ENABLE_LAZY_INLINE	1	Whether to enable lazy inline.	`0`: turn off lazy inline; `1`: turn on lazy inline.	Available under mindspore ≥ 2.2.0. It is usually used during pipeline parallelism to improve compilation performance. It is enabled by default and can be configured to be disabled.
ENABLE_LAZY_INLINE_NO_PIPELINE	0	Whether to enable lazy inline under non-pipeline parallel.	`0`: turn off lazy inline; `1`: turn on lazy inline.	The lazy inline feature is only enabled in pipeline parallel mode by default. To enable lazy inline in other parallel modes, set this environment variable to 1.
MS_ASCEND_CHECK_OVERFLOW_MODE	INFNAN_MODE	Sets the overflow detection mode.	`SATURATION_MODE`: saturation mode, saturates to floating-point extremes (+-MAX) when the calculation overflows; `INFNAN_MODE`: INF/NAN mode, follows the IEEE 754 standard, and outputs INF/NAN calculations as defined.	In large model tuning, the overflow state is aligned PyTorch and it is recommended to use INFNAN_MODE, i.e. export MS_ASCEND_CHECK_OVERFLOW_MODE=INFNAN_MODE. Try setting this variable to INFNAN_MODE when encountering persistent overflow problems.
MF_LOG_SUFFIX	NA	Set custom suffixes for all log log folders.	Suffix for the log folder. Default: no suffix	Adding a consistent suffix isolates logs across tasks from being overwritten.

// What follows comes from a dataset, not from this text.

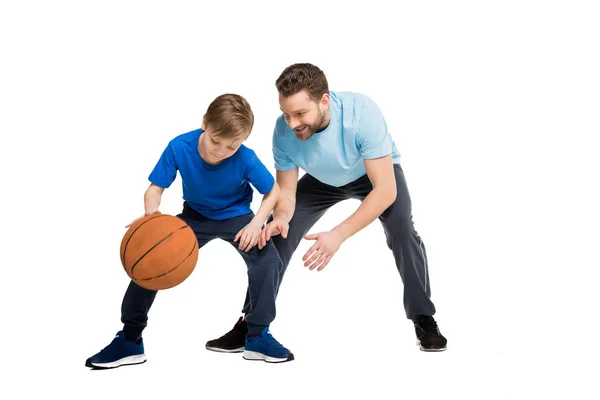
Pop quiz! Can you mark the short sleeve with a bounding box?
[356,102,393,159]
[148,144,177,189]
[246,152,275,194]
[273,129,297,171]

PLOG_REDIRECT_TO_OUTPUT	False	Controls whether plog logs change storage paths.	`True`: store the logs in the ./output directory; `False`: Store to the default storage location.	This setting makes it easier to query the plog log.

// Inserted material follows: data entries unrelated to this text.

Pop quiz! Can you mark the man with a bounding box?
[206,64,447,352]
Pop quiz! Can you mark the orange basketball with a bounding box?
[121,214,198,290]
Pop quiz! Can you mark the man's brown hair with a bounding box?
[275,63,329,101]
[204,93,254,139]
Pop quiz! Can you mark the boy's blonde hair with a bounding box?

MS_ENABLE_FA_FLATTEN	on	Controls whether support FlashAttention flatten optimization.	`on`: Enable FlashAttention flatten optimization; `off`: Disable FlashAttention flatten optimization.	Provide a fallback mechanism for models that have not yet been adapted to FlashAttention flatten optimization.
EXPERIMENTAL_KERNEL_LAUNCH_GROUP	NA	Control whether to support the batch parallel submission of operators. If supported, enable the parallel submission and configure the number of parallel submissions.	`thread_num`: The number of concurrent threads is not recommended to be increased. The default value is 2; `kernel_group_num`: Total number of operator groups, 'kernel_group_num/thread_num' groups per thread, default is' 8 '.	This feature will continue to evolve in the future, and the subsequent behavior may change. Currently, only the `deepseek` reasoning scenario is supported, with certain performance optimization, but other models using this feature may deteriorate, and users need to use it with caution, as follows:`export EXPERIMENTAL_KERNEL_LAUNCH_GROUP="thread_num:2,kernel_group_num:8"`.